Yukarıda açıklanan yöntemle yapılacak araştırma sonucu, çekişmeli 117 ada 1 parselin (B) ve (C) ve 117 ada 2 parselin (E) harfli bölümlerinin orman sayılan yerlerden olmadığı belirlendiği takdirde, bu kez, zilyetlik yolu ile kazanma koşullarının araştırılması gerekir. Bu cümleden olarak; yapılacak keşifte, tarım uzmanı bilirkişi olarak ziraat mühendisine inceleme yaptırılıp, taşınmazların zilyetlikle kazanılabilecek kültür arazisi niteliğinde olup olmadığı belirlenip, bu yolda rapor alınmalı; komşu parsellerin tutanak ve dayanakları getirtilip uygulanarak, bu taşınmazları sınır olarak nasıl nitelendirdikleri araştırılmalı; varsa, zilyetlik tanıkları taşınmazlar başında dinlenmeli; zilyetliğin ne zaman başladığı, kaç yıl süreyle ne şekilde devam ettiği sorulup, kesin tarih ve olgulara dayalı, açık yanıtlar alınıp; tespit tarihine kadar gerçek kişiler yararına zilyetlikle kazanma koşullarının oluşup oluşmadığı belirlenmeli; 3402 sayılı Kanunun 14. maddesi uyarınca, tescile karar verilecek gerçek kişiler yanında, (murisler) yönünden de aynı çalışma alanı içerisinde kayıtsız ve belgesizden başkaca taşınmaz mal tespit ya da tescil edilip edilmediği tapu müdürlüğü ve ilgili kadastro müdürlüğü ile hukuk mahkemeleri yazı işleri müdürlüğünden sorulup, aynı Kanunun 3/7/2005 tarihli ve 5403 sayılı Toprak Koruma ve Arazi Kullanımı Kanunu ile değiştirilen 14/2. maddesi hükmü gözetilerek sulu ve susuz olarak kazanılmış toprak miktarı belirlenip, Kanunun getirdiği sınırlamanın aşılıp aşılmadığı saptanarak, toplanacak tüm kanıtlar birlikte değerlendirilip, ulaşılacak sonuca göre bir hüküm kurulmalıdır.” denilerek hükmün bozulmasına karar verilmiştir.
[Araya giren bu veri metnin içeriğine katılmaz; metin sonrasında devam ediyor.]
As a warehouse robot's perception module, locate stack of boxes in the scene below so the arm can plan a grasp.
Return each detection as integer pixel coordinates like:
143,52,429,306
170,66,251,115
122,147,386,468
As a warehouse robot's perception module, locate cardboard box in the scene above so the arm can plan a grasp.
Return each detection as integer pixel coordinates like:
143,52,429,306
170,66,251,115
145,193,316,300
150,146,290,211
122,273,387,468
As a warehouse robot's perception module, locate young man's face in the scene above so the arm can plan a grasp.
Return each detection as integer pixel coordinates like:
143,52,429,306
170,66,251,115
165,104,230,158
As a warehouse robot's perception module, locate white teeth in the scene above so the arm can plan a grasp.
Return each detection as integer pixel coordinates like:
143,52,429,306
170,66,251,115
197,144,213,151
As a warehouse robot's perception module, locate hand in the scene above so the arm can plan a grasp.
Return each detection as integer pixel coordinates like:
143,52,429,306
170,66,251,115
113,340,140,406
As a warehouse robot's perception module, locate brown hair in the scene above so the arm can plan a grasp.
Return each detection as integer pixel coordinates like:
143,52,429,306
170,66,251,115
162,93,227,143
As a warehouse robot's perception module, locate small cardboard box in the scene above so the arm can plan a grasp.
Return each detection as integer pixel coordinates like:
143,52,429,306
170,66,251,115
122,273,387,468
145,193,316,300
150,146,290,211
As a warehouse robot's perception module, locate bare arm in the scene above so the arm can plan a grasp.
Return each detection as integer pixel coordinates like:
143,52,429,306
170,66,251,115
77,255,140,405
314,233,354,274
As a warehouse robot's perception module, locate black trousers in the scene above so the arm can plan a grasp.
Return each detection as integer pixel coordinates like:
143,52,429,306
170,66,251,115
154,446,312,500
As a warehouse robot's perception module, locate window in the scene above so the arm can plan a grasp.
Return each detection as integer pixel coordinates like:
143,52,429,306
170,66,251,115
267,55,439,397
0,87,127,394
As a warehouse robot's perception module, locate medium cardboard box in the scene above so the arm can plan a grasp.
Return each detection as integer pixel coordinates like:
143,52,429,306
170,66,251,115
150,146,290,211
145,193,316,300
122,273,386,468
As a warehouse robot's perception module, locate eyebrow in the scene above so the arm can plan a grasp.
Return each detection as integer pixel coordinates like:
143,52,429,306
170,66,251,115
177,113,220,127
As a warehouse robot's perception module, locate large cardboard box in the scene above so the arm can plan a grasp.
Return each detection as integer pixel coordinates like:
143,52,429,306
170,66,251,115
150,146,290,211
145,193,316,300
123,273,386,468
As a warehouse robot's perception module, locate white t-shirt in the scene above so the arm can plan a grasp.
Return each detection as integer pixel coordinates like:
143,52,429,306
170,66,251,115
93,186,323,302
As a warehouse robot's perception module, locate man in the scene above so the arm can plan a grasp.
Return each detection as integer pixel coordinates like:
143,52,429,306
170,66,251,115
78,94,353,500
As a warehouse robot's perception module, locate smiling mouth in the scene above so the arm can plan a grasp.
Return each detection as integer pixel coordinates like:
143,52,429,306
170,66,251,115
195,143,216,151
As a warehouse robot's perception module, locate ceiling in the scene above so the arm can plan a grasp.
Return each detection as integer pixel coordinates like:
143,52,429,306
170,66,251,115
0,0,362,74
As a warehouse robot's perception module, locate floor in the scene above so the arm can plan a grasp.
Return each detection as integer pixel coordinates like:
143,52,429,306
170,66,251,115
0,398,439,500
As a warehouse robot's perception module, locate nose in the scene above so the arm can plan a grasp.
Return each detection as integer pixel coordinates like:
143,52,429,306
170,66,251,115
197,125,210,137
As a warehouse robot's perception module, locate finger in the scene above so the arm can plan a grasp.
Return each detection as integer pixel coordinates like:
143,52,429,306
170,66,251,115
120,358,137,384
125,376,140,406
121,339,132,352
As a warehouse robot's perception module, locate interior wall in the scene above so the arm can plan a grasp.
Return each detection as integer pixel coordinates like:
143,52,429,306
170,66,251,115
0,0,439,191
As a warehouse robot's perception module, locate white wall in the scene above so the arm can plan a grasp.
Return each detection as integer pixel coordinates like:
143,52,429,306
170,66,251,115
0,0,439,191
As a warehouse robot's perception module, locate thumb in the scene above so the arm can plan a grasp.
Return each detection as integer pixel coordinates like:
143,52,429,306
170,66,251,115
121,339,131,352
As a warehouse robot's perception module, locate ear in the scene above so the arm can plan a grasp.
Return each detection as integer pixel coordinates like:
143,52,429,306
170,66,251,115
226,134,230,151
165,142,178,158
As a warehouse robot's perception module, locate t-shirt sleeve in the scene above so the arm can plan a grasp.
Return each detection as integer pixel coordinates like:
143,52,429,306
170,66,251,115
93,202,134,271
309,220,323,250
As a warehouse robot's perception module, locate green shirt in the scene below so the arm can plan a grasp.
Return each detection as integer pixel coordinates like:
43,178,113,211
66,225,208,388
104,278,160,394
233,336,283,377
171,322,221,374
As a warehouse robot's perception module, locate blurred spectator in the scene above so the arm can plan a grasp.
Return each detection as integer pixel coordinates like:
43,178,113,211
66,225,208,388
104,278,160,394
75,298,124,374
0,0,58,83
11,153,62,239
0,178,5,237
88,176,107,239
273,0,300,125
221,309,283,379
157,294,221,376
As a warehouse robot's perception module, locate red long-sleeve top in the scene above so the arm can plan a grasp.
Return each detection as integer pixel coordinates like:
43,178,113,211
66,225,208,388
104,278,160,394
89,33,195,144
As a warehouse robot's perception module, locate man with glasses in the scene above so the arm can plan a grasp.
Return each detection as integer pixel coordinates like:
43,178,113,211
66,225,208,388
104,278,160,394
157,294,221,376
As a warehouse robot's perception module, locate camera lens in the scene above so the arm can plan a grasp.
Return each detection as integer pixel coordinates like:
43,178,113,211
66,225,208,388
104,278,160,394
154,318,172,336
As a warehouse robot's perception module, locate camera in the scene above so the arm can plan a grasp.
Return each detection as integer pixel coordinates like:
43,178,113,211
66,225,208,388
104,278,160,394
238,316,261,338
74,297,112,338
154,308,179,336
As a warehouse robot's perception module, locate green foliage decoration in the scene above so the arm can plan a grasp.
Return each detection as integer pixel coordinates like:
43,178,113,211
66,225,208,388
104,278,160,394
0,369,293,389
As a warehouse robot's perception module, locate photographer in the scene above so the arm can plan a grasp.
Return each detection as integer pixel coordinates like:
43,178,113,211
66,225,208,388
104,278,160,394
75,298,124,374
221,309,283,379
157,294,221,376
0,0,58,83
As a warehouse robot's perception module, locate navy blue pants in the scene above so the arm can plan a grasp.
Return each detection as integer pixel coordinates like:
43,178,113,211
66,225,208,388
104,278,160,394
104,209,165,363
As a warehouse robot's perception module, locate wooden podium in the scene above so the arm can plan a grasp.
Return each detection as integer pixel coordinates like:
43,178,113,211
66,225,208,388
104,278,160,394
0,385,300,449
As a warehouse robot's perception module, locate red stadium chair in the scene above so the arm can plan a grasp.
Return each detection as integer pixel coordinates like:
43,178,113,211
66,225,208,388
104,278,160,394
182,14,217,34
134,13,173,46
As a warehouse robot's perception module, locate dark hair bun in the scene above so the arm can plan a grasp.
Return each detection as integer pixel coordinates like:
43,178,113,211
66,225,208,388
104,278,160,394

Mahkemece bozmaya uyularak yapılan yargılama sonucunda kısmi davanın reddine, fen bilirkişisinin hazırladığı ekli krokide (B) harfi ile gösterilen .... köyü 117 ada 1 nolu parsel içerisinde kalan 649.54 m2"lik alana ilişkin kadastro tutanağının yüzölçümü kısmı 649.54 m2 olacak şekilde düzeltilerek dahili davalı ... adına bahçe vasfıyla tapuya kayıt ve tesciline, fen bilirkişisinin hazırladığı ekli krokide (C) harfi ile gösterilen ..... nolu parsel içerisinde kalan 2099.94 m2"lik alana ilişkin kadastro tutanağının yüzölçümü kısmı 2099.94 m2 olacak şekilde düzeltilerek dahili davalı ... adına bahçe vasfıyla aynı ada son parsel numarası verilmek suretiyle tapuya kayıt ve tesciline, fen bilirkişisinin hazırladığı ekli krokide (E) harfi ile gösterilen..... köyü 117 ada 2 nolu parsel içerisinde kalan 311.51 m2"lik alana ilişkin kadastro tutanağının yüzölçümü kısmı 311.51 m2 olacak şekilde düzeltilerek dahili davalı ... adına bahçe vasfıyla tapuya kayıt ve tesciline karar verilmiş, hüküm davacı ... Yönetimi ve davalı Hazine tarafından temyiz edilmiştir.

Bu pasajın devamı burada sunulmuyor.